Florida's Republicans feel brunt of hurricane in upcoming election

A sign about Hurricane Michael's effect on the midterm election hangs at the Gulf County Supervisor of Elections office in Port Saint Joe, Florida, U.S., October 18, 2018.   REUTERS/Terray Sylvester
A sign about Hurricane Michael's effect on the midterm election hangs at the Gulf County Supervisor of Elections office in Port Saint Joe, Florida, U.S., October 18, 2018. REUTERS/Terray Sylvester

Thomson Reuters

By Terray Sylvester

PORT ST. JOE, Fla. (Reuters) - Two days after Katherine Shimonis returned to her home in the Florida Panhandle to find it destroyed by Hurricane Michael, she went to her local post office, which was empty and without power, and shouldered her way through the front door.

To her shock, the 69-year-old retired teacher found her mail-in absentee ballot sitting in her post office box in the town of Port St. Joe.

"It was like gold to me; it really was," said Shimonis, who like many in storm-ravaged northwest Florida worried she might miss out on a chance to vote in November's congressional and gubernatorial elections.

With much of the region still working to secure basic services like electricity, passable roads and phone service after one of the strongest hurricanes ever to hit the United States, election officials in the Panhandle are scrambling to ensure tens of thousands of people are able to vote.

The concern is not just local. In Florida, the ballot includes one of the country's most closely watched races for the U.S. Senate, pitting Democratic incumbent Bill Nelson against Republican Governor Rick Scott. Opinion polls show the contest is essentially tied.

The race to succeed Scott, who is prevented by law from seeking a third term as governor, is also drawing intense national interest. Republican former U.S. Representative Ron DeSantis is facing off against Tallahassee Mayor Andrew Gillum, a Democrat seeking to become the state's first black governor, in another close contest.

While it has a relatively sparse population, the Panhandle is one of Florida's most reliably Republican areas, and lower voter turnout in the area could hurt both Scott and DeSantis.

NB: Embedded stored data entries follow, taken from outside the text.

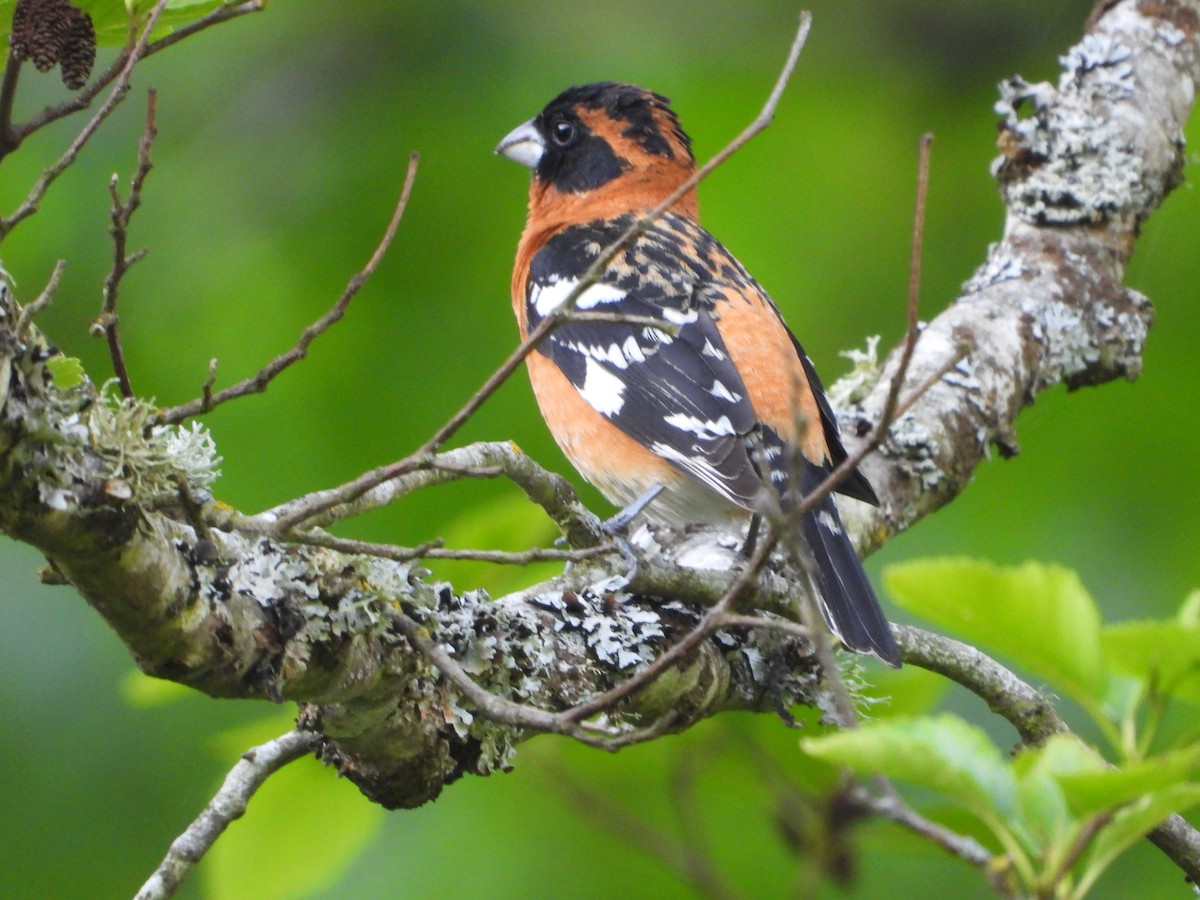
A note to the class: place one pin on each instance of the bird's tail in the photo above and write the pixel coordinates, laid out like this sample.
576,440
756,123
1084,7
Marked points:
847,600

There are nearly half a million registered voters in the 12 counties eligible for federal emergency aid after Michael. All but two of those counties were carried easily by Republican Donald Trump in the 2016 presidential election.

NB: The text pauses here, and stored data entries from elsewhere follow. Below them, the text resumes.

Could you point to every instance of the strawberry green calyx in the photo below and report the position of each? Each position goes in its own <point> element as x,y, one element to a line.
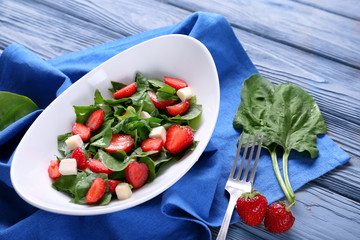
<point>288,207</point>
<point>250,195</point>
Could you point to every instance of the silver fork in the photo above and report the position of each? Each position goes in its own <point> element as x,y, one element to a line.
<point>235,186</point>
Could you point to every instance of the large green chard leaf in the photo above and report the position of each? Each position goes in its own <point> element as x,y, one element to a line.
<point>285,114</point>
<point>13,107</point>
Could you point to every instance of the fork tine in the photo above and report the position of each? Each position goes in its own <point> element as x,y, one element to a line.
<point>256,160</point>
<point>236,156</point>
<point>249,159</point>
<point>243,160</point>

"It's certainly going to impact the turnout a little bit," said Brad Coker, managing director of Jacksonville, Florida-based Mason-Dixon Polling & Strategy. "Who knows, it might be the difference."

In some affected Florida counties, regular polling sites housed in schools and community centers were severely damaged or destroyed after Michael smashed ashore on Oct. 10.

Residents who planned on voting by mail may have seen their ballots washed away by the storm; others have left the state and cannot receive absentee ballots by mail.

Many voters in the area said they were focused on recovery, not politics.

"I haven't even thought about it that much," said Kenneth Williams, 58, a retired U.S. Air Force mechanic, who was at a Red Cross shelter in Honeyville, Florida.

Williams, who said he would like to vote for DeSantis but had not made a decision in the Senate race, said he still had to register his changed residency after moving recently and was not sure whether he could do so in time for the election.

At stake in the Nov. 6 election is control of Congress. Democrats need a net gain of two seats to take control of the 100-seat Senate, but they are defending 26 seats, including 10 in states like Florida where Trump won in 2016. They have a better shot at winning the House of Representatives, where they need a net gain of 23 seats to take the majority.

EXPANDING VOTING ACCESS

Florida officials have taken steps to expand voting access to people hit by the storm but face difficulties in communicating changes, since many people have no power and no ability to receive mail.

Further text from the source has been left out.